当第1四半期連結会計期間末の資本合計は、前連結会計年度末に比べ204百万円増加し、6,902百万円となりました。これは主として、利益剰余金が381百万円増加したこと等によるものです。

 

(3) キャッシュ・フローの分析

当第1四半期連結会計期間末において、現金及び現金同等物(以下、「資金」という。)は、前連結会計年度末に比べ107百万円減少し、1,546百万円となりました。

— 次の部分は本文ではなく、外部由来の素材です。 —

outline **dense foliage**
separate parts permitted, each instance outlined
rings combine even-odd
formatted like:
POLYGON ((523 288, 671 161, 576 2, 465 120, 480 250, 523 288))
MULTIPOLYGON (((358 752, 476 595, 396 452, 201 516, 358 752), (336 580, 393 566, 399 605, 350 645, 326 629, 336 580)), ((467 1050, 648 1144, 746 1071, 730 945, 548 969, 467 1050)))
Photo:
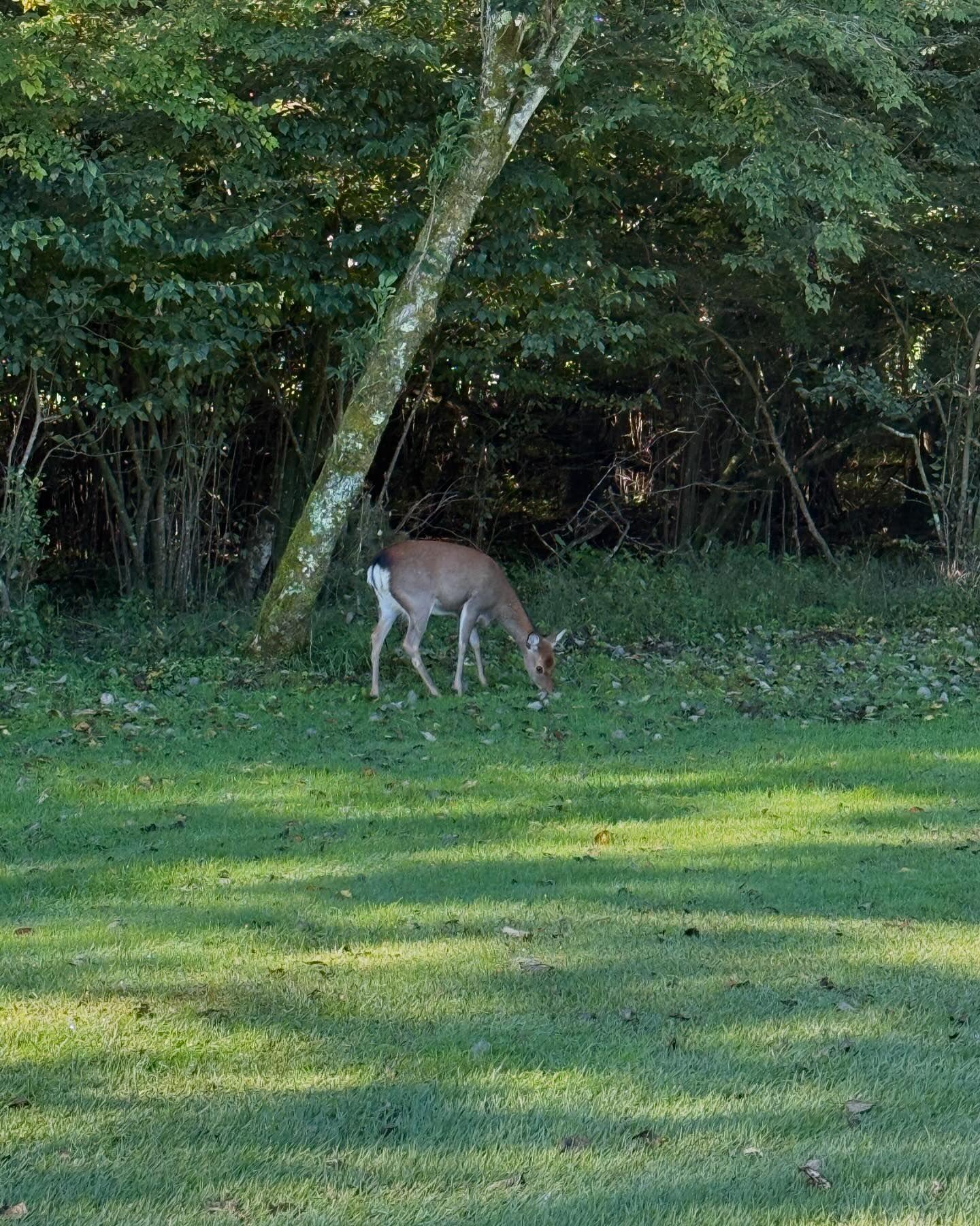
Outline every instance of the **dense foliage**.
MULTIPOLYGON (((247 595, 451 173, 479 6, 0 13, 4 598, 44 535, 48 580, 186 601, 240 563, 247 595)), ((968 564, 978 70, 969 0, 597 4, 359 533, 911 538, 968 564)))

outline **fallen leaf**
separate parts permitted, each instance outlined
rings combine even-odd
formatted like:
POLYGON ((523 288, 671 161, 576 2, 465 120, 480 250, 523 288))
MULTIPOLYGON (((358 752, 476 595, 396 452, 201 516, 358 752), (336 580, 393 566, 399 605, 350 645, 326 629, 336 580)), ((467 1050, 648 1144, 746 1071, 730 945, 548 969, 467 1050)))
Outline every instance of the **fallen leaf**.
POLYGON ((488 1192, 505 1192, 507 1188, 521 1188, 524 1184, 524 1176, 521 1171, 508 1175, 505 1179, 495 1179, 488 1187, 488 1192))
POLYGON ((559 1149, 562 1154, 577 1149, 588 1149, 589 1145, 592 1145, 592 1141, 588 1137, 562 1137, 559 1141, 559 1149))
POLYGON ((799 1167, 800 1175, 806 1179, 811 1188, 827 1189, 831 1187, 831 1181, 826 1175, 821 1172, 823 1163, 818 1157, 811 1157, 809 1162, 804 1162, 799 1167))

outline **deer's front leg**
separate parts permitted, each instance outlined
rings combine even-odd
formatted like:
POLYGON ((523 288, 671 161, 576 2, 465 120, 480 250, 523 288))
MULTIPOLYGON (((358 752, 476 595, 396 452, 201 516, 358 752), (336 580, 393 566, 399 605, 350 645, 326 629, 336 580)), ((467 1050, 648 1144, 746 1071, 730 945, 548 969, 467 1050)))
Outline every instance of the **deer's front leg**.
POLYGON ((463 693, 463 664, 467 658, 467 644, 469 642, 469 636, 477 625, 477 614, 469 601, 459 609, 459 655, 456 660, 456 680, 452 683, 452 688, 457 694, 463 693))

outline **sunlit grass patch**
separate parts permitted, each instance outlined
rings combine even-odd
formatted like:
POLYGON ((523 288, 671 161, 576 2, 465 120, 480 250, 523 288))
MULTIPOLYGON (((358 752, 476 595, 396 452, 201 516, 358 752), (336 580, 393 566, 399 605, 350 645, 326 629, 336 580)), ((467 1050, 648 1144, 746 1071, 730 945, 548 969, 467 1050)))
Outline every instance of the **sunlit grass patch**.
POLYGON ((108 726, 53 748, 37 695, 0 765, 0 1200, 58 1226, 980 1216, 965 720, 664 700, 644 736, 588 691, 381 721, 277 694, 205 695, 213 737, 158 695, 174 736, 138 753, 108 726))

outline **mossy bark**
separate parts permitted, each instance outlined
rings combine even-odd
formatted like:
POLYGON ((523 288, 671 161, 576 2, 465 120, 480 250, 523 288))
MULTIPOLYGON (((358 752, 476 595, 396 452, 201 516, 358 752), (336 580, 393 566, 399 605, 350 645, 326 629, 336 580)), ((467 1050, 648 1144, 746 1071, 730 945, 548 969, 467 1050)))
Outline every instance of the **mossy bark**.
POLYGON ((432 200, 412 262, 382 316, 379 335, 337 427, 323 470, 287 543, 258 615, 252 650, 270 658, 304 646, 331 555, 356 501, 421 342, 431 331, 446 280, 490 184, 546 94, 582 31, 581 5, 560 6, 540 32, 533 61, 522 53, 526 23, 484 5, 484 51, 477 119, 456 169, 432 200), (524 64, 528 63, 528 69, 524 64))

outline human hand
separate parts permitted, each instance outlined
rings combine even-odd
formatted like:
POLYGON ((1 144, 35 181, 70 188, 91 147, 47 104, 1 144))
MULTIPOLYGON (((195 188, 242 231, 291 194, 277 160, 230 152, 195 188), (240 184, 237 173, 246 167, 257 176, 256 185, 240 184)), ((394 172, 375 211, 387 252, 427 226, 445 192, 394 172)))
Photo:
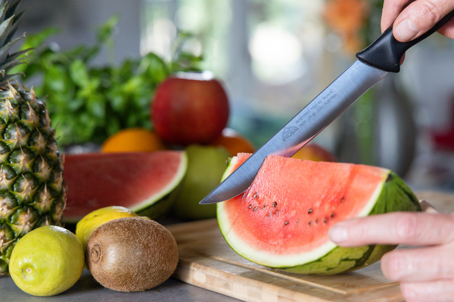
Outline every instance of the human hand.
POLYGON ((393 212, 352 219, 333 226, 329 235, 340 246, 377 244, 415 247, 383 255, 383 274, 400 282, 408 302, 453 301, 454 214, 435 212, 393 212))
MULTIPOLYGON (((384 0, 381 31, 394 23, 396 39, 410 41, 427 31, 453 9, 454 0, 384 0)), ((438 31, 454 39, 454 18, 438 31)))

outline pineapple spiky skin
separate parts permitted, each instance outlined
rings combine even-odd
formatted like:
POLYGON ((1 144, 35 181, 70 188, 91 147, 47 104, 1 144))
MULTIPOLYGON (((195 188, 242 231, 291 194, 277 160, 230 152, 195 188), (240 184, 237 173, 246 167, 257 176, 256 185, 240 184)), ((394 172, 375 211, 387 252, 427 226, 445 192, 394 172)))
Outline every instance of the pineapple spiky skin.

当第1四半期連結累計期間における各キャッシュ・フローは次のとおりであります。

 

(営業活動によるキャッシュ・フロー)

当第1四半期連結累計期間において、営業活動により獲得した資金は575百万円(前年同四半期比299.5%)となりました。これは主として、法人税等の支払額が779百万円となった一方で、税引前四半期利益853百万円の計上、及び、営業債権及びその他の債権が282百万円減少したことによるものです。

 

(投資活動によるキャッシュ・フロー)

当第1四半期連結累計期間において、投資活動により使用した資金は328百万円(同40.0%)となりました。これは主として、無形資産の取得による支出175百万円、及び、投資有価証券の取得による支出120百万円によるものです。

 

(財務活動によるキャッシュ・フロー)

当第1四半期連結累計期間において、財務活動により使用した資金は352百万円(前年同四半期は1,798百万円の獲得)となりました。これは主として、短期借入金が306百万円増加した一方、長期借入金の返済による支出460百万円、及び、配当金の支払額171百万円があったことによるものです。